И мы вернулись на улицу Бетизи, полную следов миновавшего сражения.
— Хорошо, что их было немного, — проговорил я, оглядываясь. Теперь, в тишине, когда вокруг не было никого кроме мертвецов, улица выглядела жутко и печально.
— Немного? — недоверчиво переспросил Огюст.
— Всего двадцать. Этого было бы достаточно, если бы они застали нас врасплох. Они могли напугать и удивить. Но тот, кто их послал, не ожидал всерьез, с кем они могут столкнуться. Они были здесь всего лишь на всякий случай. В этом наше счастье.
Я пригляделся к одному из павших хранителей. Теперь, когда он был мертв, его лицо больше не казалось пустым, усталое человеческое лицо. Смертельно уставшее.
Я мысленно пожелал ему покоиться с миром. Затем мое внимание привлекло еще кое-что, на что я прежде не обратил внимания или принял за что-то другое, отчасти знакомое, хоть и лишь по книгам. Оглянувшись, посмотрел на другого павшего, на третьего, затем снова склонился над первым и сорвал с его левого плеча белую повязку.
— Взгляни-ка.
Огюст с изумлением взглянул на меня и только затем на предмет в моей руке.
— Ну это же… — он поморщился от отвращения.
— Да нет, внимательней.
На белой повязке был тонкий графический рисунок — «всевидящее око», обычное каноническое изображение — в треугольнике, испускающее лучи.
— Какая-то масонская штучка? — удивленно проговорил Огюст.
— «Мне сверху видно все, ты так и знай…» — помянул я старую песенку из другого мира. — Думаю, это затем, чтобы их спокойно подпускали католики — ведь символ не так уж заметен. А зачем нужно, чтобы подпускали? Уж не затем ли, чтобы убивать?
— Что? — переспросил Огюст. Он был слишком поглощен своими проблемами в последнее время, и я его не винил. Любой мог быть на его месте — окажись он только на его месте.
— Это очень удобная ночь, чтобы повернуть все туда, куда нужно, если знаешь, куда поворачивать. Третья сила — она избавит нас и от убийц и от нас самих…

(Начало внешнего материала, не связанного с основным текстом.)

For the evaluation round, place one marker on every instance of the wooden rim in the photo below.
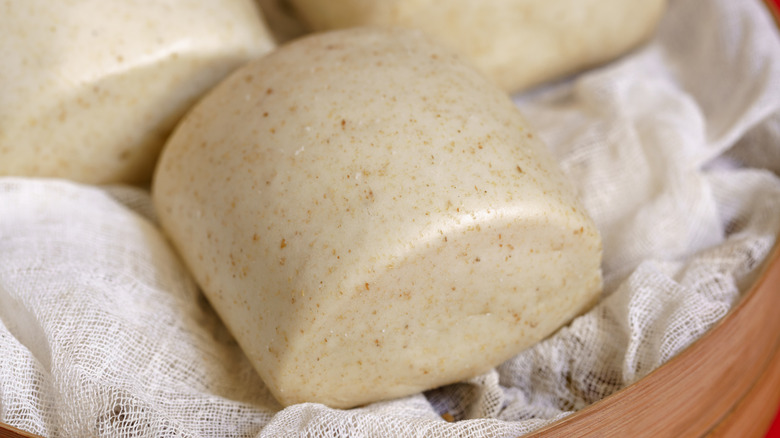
(696, 392)
(727, 383)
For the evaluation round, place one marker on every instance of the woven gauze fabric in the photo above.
(674, 150)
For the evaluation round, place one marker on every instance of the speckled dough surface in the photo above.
(90, 89)
(519, 43)
(372, 218)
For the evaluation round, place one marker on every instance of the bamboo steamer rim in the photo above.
(727, 383)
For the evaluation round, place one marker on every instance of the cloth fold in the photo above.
(675, 151)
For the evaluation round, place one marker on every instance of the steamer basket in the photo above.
(726, 384)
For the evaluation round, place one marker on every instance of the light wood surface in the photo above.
(701, 390)
(727, 384)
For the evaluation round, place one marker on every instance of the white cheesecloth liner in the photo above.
(674, 150)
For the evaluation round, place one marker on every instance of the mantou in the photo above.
(372, 217)
(518, 43)
(91, 89)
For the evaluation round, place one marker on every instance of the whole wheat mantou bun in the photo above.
(91, 89)
(518, 43)
(371, 217)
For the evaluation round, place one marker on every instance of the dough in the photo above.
(372, 218)
(90, 89)
(518, 43)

— Но они хотели убить Колиньи!
— Как любого, кто может что-то возглавить. Их цель — хаос, и спасение всех от хаоса, который они устроят сами.
— Но тут ведь и без них было бы черт знает что!..
— Конечно, было бы. И это знал не только черт. И до сих пор есть. Зато в чужую игру легче войти, и воспользоваться чужой энергией себе во благо. Ну что ж… нет худа без добра.
— Без добра???
Раздалось тихое ворчание, и мы оглянулись. Рядом скользнула большая, будто волчья, тень. Похоже, мы мешали бродячим псам ухватить свой кусок. Послышалось и короткое торопливое лакание — какая-то из собак пила из лужи кровь.
— О черт!.. — Огюст принялся нащупывать за поясом один из снова уже заряженных и хранимых наготове пистолетов. У него и самого глаза в темноте загорелись по-волчьи.
— Побереги пули, — посоветовал я.
— Какая гадость! Я не хочу пачкать клинок. Нам непременно нужно здесь оставаться?
— Если не хочешь, бери Мишеля и уходи. Встретимся дома.
В темноте послышалось уже не только лакание, но и грызня.
— Э… прошу прощенья… стая может и броситься, — подал наконец голос обеспокоенный Мишель.
— С чего бы это? Им недостаточно мертвецов?
— Пошли на крыльцо, — проворчал Огюст. Никуда уходить он явно не собирался, а крыльцо вполне могло послужить некоторым укреплением. — Как ты думаешь, который час?..
Разнесся глухой раскат, прокатившийся в ночном воздухе как расходящаяся кругом волна — набат все-таки ударил.